Other Tips for Traveling the UK in Winter

  • Check what is open in advance: I made this mistake in Wales. I thought I would be able to just sign on for a day trip when I got there, only to find out that nothing was operating until the spring. I ended up making my own tour out to Tintern Abbey instead, but it would have been nice to know in advance.
  • Pubs are a great way to get out of the rain and the cold: Pubs are not just for drinking in the evening. Sunday lunch is very family friendly, and a great excuse to sit in a cozy booth near the fire and take a break from the cold. It is also a really great cultural experience. If that cultural experience also happens to include a couple pints of local beer, all the better!
  • The damp will win, no matter how expensive your jacket is: There is something about the damp cold that will cut through your layers, no matter how much you’ve spent on high quality technical clothing. The only thing I’ve very found that really combats it is a hot drink.

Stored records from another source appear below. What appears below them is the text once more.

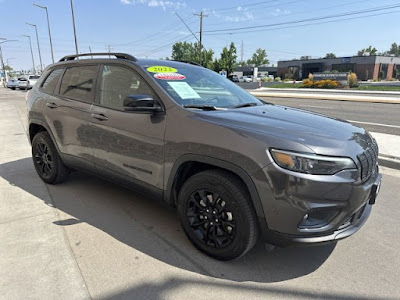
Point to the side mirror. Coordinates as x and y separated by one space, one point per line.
143 103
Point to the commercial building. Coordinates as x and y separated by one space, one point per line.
249 71
366 67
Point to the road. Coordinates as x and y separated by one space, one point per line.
126 246
375 117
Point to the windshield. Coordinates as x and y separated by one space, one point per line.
195 86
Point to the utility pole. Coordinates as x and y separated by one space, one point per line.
73 24
2 61
241 52
48 26
201 15
37 39
30 44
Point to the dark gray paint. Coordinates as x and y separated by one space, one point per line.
146 150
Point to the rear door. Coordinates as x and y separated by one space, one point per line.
67 112
129 145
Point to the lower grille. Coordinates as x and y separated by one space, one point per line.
368 160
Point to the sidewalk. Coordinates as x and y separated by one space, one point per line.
347 95
35 258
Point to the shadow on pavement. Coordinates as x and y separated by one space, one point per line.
153 228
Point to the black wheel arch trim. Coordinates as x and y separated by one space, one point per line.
170 198
44 125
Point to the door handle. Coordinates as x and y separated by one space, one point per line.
100 117
51 105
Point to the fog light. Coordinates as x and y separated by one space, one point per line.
317 218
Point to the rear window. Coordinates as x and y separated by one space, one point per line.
77 83
51 81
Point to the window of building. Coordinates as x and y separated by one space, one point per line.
77 83
343 67
117 83
51 81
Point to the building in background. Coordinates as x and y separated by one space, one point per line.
366 67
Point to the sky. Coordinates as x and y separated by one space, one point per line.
286 29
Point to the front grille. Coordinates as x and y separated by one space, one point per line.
368 160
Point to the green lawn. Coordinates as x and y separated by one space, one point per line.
360 88
282 85
377 88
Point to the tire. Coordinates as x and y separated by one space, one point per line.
224 227
47 161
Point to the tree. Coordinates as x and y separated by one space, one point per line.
330 55
228 58
190 52
395 49
371 50
259 57
184 51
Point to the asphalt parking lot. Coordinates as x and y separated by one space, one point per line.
88 238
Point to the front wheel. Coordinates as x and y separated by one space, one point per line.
216 214
47 161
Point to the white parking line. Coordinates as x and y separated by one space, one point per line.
376 124
316 106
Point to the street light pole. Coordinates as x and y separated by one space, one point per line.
37 39
73 24
48 26
1 57
30 44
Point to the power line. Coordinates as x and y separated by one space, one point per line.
303 25
306 20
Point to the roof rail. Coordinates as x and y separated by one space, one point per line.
117 55
189 62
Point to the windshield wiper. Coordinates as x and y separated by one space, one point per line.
205 107
246 104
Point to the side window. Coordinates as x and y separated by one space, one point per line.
77 83
119 82
51 81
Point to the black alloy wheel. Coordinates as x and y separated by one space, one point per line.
47 161
211 218
217 215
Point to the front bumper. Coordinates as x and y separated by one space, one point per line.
292 203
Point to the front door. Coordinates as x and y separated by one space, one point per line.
129 145
69 112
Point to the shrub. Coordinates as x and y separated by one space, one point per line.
267 79
321 84
352 80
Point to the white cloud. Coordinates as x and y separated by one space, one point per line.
164 4
246 16
280 12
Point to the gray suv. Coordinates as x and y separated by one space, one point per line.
236 168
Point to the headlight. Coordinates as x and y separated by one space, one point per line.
311 163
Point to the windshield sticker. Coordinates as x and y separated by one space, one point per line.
161 69
184 90
169 76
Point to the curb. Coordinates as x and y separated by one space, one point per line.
328 97
393 163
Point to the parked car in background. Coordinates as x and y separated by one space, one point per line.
234 78
28 81
13 83
248 79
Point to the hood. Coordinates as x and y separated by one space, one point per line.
323 135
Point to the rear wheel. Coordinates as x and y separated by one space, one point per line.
216 214
47 161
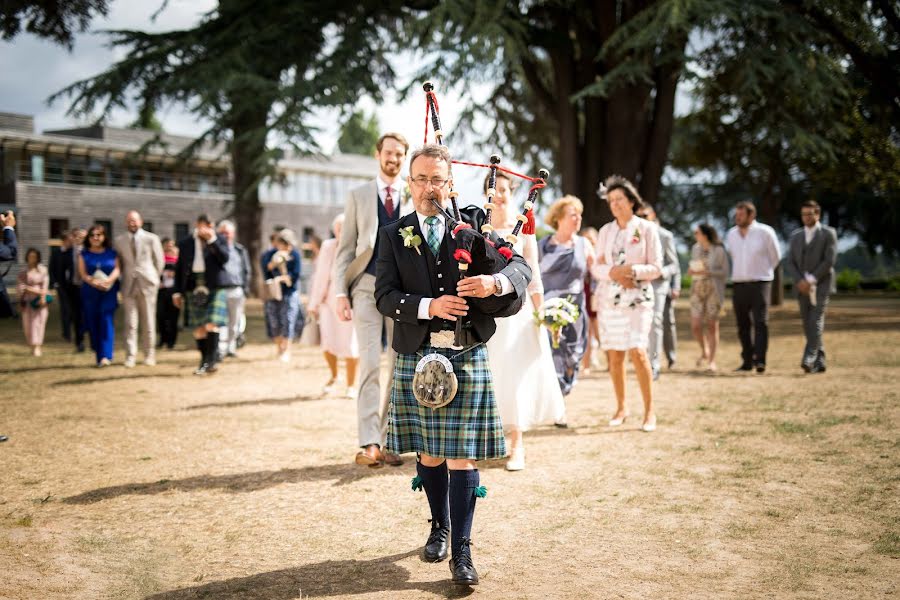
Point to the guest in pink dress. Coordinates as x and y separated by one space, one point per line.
338 338
32 286
629 257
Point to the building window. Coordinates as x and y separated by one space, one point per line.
37 168
58 227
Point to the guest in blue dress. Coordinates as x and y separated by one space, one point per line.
99 268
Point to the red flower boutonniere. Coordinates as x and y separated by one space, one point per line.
636 236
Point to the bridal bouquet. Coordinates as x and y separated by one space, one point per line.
556 313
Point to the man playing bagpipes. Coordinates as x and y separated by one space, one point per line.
442 399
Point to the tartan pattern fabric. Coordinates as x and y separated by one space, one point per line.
469 427
215 311
433 241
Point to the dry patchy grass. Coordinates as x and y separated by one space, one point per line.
152 483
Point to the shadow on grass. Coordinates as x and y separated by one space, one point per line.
263 402
341 474
90 380
327 578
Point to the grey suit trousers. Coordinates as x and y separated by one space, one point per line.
371 403
655 345
140 309
813 318
670 333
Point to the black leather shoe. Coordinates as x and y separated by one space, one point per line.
436 546
461 567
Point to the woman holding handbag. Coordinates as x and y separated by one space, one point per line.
32 285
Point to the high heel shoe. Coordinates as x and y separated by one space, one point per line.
616 421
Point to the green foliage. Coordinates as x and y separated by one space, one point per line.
359 134
848 280
57 20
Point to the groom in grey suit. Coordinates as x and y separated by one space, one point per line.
370 207
810 262
141 257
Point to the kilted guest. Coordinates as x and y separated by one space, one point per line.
629 256
166 311
338 338
198 288
415 286
98 268
708 270
526 389
285 315
32 286
565 260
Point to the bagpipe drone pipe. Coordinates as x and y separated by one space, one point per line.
478 250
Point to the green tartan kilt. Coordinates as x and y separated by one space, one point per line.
215 311
469 427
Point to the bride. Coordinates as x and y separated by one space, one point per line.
525 382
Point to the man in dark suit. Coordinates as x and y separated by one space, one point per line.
9 250
70 284
200 288
418 285
812 252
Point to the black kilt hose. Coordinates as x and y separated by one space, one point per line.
469 427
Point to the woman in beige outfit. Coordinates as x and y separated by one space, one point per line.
32 285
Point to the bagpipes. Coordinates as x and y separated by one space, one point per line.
476 252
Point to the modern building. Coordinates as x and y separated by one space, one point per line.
67 178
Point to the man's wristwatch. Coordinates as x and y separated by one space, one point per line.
498 285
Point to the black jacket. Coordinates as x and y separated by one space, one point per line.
404 277
215 255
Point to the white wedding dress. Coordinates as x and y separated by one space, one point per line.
525 382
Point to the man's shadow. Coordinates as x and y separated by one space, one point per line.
328 578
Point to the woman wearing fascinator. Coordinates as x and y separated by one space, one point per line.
629 258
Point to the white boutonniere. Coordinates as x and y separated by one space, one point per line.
410 239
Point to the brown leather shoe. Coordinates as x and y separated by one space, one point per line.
370 455
392 459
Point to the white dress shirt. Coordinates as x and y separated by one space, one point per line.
755 255
506 285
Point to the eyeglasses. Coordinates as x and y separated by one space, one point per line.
435 182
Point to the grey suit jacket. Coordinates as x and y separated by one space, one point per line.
143 270
357 243
670 274
816 258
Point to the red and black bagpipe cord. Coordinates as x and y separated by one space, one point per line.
464 239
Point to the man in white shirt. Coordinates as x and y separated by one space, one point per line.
812 251
369 207
754 252
141 257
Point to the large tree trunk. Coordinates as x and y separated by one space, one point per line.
247 150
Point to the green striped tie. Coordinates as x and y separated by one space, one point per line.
434 242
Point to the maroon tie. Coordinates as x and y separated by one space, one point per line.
388 202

Once your insides are warm, you feel the damp less. At least for a little while.
  • Transit closures during Christmas and New Years: There was no transit what so ever available on Christmas day. Your only option was a taxi and even then they charged extra because it was Christmas. There is modified service for the whole holiday season, so you need to keep an eye on the TFL website for what’s running and when.
  • Stake out your fireworks spot early for New Years Eve: The best spots are all roped off and are ticketed. The fireworks are set off from the London Eye, so if you pick a bridge to either side of it (Waterloo or Vauxhall), you can get close and not have to pay. By the time we got to Vauxhall bridge, all the good spaces along the bridge were already taken, but we found a way down onto the banks of the Themes and watched from there while keeping half an eye on the rising tide of the river.
  • Don’t be put off by the weather: As a Canadian I really do believe that as long as you’re dressed for everything the weather can throw at you–cold, rain, or snow–you can enjoy being outside. Warm layers and waterproofing will see you through. If what you brought wasn’t warm enough, you can always buy something here. The locals always know best how to dress for their own climates. Just don’t use the cold as an excuse to not get out there.